Hacker News new | ask | show | jobs
by sroussey 1986 days ago
I mentioned this on Twitter[1], the reason to encrypt before sending over SSL is not about double encryption, it’s about how a large backend system is designed.

Often, you have load balancers that are SSL endpoints, so the data is decrypted at that point.

You can start to see the problem already. What if there is a different bug, and so a dev starts logging requests somewhere down the line? You accidentally start logging cleartext passwords. Oops. Facebook was fined for this not that long ago.

But if the password is encrypted, then it’s not really an issue, and the black box blob can be forwarded to a login microservice. There, the team decrypting will be on higher alert.

So depending on the structure of various teams, you now have fewer teams that need that kind of security oversight and can move faster.

Smaller blast radius of something goes wrong.

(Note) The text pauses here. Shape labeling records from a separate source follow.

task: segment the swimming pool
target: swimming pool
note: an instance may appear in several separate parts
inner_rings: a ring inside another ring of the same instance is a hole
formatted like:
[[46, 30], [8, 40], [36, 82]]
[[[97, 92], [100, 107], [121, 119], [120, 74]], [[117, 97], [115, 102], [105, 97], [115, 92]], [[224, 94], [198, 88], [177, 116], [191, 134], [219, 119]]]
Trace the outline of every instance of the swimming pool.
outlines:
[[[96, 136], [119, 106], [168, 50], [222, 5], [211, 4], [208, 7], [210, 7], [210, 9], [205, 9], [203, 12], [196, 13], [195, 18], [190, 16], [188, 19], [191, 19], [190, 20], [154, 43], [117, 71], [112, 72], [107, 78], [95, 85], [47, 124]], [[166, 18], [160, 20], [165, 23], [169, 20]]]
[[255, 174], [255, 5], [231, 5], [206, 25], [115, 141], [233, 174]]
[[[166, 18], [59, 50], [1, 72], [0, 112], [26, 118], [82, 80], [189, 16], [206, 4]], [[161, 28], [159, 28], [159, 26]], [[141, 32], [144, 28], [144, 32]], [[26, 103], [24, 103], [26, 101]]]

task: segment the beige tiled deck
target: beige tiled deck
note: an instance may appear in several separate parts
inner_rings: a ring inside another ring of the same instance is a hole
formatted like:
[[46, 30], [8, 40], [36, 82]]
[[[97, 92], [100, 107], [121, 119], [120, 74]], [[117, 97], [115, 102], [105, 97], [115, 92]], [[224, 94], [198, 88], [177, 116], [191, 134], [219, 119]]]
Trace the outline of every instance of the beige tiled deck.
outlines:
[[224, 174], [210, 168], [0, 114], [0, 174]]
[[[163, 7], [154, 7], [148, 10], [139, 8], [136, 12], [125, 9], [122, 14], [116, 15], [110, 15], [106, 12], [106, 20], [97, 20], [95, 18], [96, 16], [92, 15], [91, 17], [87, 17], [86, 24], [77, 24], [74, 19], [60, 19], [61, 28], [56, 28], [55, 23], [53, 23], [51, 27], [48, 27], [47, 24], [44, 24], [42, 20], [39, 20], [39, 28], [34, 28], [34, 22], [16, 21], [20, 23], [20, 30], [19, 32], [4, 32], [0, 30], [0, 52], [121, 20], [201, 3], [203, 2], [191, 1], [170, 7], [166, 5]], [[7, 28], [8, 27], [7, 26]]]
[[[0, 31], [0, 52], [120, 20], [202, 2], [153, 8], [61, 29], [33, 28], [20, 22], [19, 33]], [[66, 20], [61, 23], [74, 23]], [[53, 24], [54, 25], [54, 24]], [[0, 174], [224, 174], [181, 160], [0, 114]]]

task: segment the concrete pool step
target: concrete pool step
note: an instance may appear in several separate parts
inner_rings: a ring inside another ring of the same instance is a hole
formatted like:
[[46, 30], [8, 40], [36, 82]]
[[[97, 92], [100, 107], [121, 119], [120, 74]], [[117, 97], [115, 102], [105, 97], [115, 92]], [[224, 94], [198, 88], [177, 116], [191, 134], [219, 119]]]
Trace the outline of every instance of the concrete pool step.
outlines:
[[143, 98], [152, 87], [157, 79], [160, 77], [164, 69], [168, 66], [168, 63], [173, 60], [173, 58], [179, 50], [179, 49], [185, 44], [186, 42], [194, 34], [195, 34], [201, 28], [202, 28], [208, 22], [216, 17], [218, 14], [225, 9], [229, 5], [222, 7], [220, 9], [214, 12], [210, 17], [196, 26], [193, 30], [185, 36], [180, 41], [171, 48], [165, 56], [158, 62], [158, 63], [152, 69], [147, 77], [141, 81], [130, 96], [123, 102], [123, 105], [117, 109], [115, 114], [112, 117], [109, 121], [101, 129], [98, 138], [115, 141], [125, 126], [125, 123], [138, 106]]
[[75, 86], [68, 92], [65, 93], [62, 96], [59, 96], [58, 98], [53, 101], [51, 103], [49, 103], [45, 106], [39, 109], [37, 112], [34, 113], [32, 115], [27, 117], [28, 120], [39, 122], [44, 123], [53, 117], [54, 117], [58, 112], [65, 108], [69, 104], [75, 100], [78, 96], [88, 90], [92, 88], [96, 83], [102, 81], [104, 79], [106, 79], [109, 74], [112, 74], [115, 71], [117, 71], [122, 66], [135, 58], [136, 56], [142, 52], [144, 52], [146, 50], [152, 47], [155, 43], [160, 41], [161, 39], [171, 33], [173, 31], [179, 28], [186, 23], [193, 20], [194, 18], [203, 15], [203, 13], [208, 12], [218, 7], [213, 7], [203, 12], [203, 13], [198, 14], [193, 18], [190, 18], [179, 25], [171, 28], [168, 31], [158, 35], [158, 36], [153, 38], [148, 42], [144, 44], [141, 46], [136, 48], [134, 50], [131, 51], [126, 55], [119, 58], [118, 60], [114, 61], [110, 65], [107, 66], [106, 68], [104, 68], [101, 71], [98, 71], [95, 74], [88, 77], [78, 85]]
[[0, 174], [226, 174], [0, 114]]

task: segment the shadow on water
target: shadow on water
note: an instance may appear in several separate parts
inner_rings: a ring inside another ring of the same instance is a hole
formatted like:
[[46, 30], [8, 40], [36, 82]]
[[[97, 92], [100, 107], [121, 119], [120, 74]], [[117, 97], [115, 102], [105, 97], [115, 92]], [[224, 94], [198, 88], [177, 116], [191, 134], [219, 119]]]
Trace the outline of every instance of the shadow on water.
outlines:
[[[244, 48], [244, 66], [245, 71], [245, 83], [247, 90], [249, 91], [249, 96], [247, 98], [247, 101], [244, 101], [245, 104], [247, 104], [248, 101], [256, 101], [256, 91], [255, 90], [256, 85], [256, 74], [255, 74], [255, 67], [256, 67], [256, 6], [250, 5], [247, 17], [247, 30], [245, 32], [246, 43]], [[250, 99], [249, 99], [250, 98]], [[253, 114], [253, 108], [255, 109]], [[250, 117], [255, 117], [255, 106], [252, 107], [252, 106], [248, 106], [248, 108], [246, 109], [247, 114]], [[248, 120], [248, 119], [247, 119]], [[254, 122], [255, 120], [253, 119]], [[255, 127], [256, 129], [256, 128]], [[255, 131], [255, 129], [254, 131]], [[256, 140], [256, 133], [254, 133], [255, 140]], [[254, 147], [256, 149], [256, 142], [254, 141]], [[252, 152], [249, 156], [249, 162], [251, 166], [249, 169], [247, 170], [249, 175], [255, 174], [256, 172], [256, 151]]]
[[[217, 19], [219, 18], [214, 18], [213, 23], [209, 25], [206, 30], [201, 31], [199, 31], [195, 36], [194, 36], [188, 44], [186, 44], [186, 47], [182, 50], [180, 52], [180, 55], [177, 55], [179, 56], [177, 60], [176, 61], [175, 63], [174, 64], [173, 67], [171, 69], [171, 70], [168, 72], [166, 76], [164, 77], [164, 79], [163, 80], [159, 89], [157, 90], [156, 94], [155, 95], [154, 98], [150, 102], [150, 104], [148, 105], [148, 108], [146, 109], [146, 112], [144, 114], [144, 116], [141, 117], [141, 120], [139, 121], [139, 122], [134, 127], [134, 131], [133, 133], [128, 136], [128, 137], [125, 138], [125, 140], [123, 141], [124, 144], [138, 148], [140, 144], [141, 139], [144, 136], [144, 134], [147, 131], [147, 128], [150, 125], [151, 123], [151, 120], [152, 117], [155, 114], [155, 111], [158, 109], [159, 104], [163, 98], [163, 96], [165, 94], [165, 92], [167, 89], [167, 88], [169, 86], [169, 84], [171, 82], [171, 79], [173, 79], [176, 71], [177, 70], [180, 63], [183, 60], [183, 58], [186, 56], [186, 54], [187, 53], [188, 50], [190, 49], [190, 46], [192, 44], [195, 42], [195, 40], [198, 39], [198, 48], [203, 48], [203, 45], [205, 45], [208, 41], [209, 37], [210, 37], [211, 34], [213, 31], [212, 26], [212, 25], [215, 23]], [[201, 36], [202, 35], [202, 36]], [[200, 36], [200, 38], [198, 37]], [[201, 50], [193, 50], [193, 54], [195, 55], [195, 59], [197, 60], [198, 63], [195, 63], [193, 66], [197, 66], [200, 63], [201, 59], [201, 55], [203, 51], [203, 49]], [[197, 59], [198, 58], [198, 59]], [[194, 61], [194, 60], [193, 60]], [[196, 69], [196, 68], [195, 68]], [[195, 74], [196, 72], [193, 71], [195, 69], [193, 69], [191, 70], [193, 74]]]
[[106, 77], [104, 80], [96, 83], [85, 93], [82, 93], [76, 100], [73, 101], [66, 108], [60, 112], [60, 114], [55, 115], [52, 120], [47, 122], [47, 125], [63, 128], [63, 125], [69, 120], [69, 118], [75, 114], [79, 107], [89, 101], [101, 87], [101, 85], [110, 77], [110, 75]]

[1] https://twitter.com/sroussey/status/1347688753221931010?s=21

4 comments

I agree this may be why they did it.

However a better approach to this problem is to not rely on shared secrets. Use public key signature tech to stop worrying about mistakenly logging a secret. If you never had it, you can't lose it.

If you were to log literally every byte of the plaintext traffic when I sign into GitHub (e.g. maybe you're a GitHub ops person), you don't get the ability to sign into GitHub as me. There's a WebAuthn signature step, my signature is authentic, and you can even verify that from your log if you want, but you'd need to make a new signature to sign in, and you can't do that because the key needed to make my signature never left my hands.

Even better, GitHub defuses their liability because as well as a (presumably hashed) password that could be broken by a hypothetical attacker they've got a public key for me, and learning that public key doesn't help the attacker do anything, at their site or anywhere else. Even - unlike with the SSH public keys GitHub holds - to identify people, since WebAuthn public keys are deliberately uncorrelated you can't match my GitHub key against a Facebook key for example.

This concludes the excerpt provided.